The logarithm subtraction rule is a fundamental property of logarithms which states that the difference between two logarithms with the same base can be expressed as the logarithm of the division of their arguments. This can be written mathematically as:

• \( \log(a) - \log(b) = \log\left(\frac{a}{b}\right) \).

In the original exercise, we apply this rule to combine the terms on the left side of the equation:

• \( \log(x-6) - \log(x-2) = \log\left(\frac{x-6}{x-2}\right) \).

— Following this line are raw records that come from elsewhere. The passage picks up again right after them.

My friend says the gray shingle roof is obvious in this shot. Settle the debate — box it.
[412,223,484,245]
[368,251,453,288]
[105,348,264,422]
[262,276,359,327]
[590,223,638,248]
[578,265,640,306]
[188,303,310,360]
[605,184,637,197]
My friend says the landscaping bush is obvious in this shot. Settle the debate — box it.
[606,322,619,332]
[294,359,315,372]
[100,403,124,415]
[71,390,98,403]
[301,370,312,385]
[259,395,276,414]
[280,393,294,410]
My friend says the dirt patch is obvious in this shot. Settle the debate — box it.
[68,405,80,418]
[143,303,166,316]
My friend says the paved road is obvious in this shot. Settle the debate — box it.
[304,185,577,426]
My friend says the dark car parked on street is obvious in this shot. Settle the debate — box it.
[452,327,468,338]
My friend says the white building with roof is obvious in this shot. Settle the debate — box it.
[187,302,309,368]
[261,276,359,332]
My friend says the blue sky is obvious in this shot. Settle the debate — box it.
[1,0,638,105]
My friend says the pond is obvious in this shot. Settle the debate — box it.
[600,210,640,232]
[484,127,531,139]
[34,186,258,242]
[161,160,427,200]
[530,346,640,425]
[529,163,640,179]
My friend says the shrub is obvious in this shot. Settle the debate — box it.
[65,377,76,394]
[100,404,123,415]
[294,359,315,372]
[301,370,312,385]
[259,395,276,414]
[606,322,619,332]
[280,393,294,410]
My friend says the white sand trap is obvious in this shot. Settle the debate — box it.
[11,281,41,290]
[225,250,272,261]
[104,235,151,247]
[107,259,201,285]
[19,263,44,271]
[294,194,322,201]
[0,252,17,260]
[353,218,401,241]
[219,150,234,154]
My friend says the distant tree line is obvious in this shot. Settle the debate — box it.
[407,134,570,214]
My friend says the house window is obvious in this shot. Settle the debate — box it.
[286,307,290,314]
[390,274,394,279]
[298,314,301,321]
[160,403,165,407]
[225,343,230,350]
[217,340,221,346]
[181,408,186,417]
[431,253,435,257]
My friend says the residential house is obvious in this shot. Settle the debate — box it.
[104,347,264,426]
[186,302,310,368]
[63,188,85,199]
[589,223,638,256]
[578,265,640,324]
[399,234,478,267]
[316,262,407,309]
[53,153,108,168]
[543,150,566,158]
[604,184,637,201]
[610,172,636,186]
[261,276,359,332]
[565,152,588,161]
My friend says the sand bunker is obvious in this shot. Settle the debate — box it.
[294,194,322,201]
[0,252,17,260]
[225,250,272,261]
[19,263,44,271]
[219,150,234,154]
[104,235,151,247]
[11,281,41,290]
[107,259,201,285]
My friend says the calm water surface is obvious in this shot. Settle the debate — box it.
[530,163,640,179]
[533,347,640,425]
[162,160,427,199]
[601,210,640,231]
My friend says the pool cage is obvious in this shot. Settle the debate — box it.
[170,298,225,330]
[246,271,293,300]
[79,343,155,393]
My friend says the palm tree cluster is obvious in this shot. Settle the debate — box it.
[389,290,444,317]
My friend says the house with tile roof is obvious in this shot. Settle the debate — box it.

This transformation simplifies complex logarithmic expressions and makes it easier to solve equations. Essentially, the logarithm subtraction rule helps us convert a subtraction of logs into a simpler single logarithm expression. Once the equation is in this form, we can then equate it to the right-hand side and solve it using simpler algebraic techniques.

A quadratic equation is a second-degree polynomial equation in a single variable \( x \), with the standard form:

• \( ax^2 + bx + c = 0 \).

In the problem at hand, we derive a quadratic equation from the logarithmic expressions once simplified and equate the arguments. After cross-multiplying, it results in:

• \( x^2 - 11x + 10 = 0 \).

Quadratic equations can be solved using various methods including factoring, completing the square, or the quadratic formula. Here, the quadratic formula is used:

• \( x = \frac{-b \pm \sqrt{b^2 - 4ac}}{2a} \).

By substituting \( a = 1 \), \( b = -11 \), and \( c = 10 \), we find the solutions. The discriminant \( b^2 - 4ac \) determines the nature of the roots. If it is positive, as in our exercise (discriminant of 81), there are two distinct real solutions. It’s crucial to check these solutions in the context of the original problem, especially since this involves logarithms.

The domain of logarithms is an essential consideration when solving logarithmic equations. A logarithmic function \( \log(b) \) is defined only for positive real numbers. Hence, any expression within a logarithm must be positive. In math terms, for \( \log(x-c) \), it follows that \( x-c > 0 \), meaning \( x > c \).
With our given equation, we must consider both \( \log(x-6) \) and \( \log(x-2) \). Logarithmic terms \( x-6 > 0 \) and \( x-2 > 0 \) imply that:

• \( x > 6 \).

Consequently, when we solve the quadratic equation and find potential solutions, we must check that these solutions satisfy the derived domain constraints. If a solution, like \( x = 1 \) in this case, does not meet the criteria of being greater than 6, it must be discarded. Therefore, among all possible solutions, only the ones that satisfy the domain conditions of the original logarithmic equation are valid.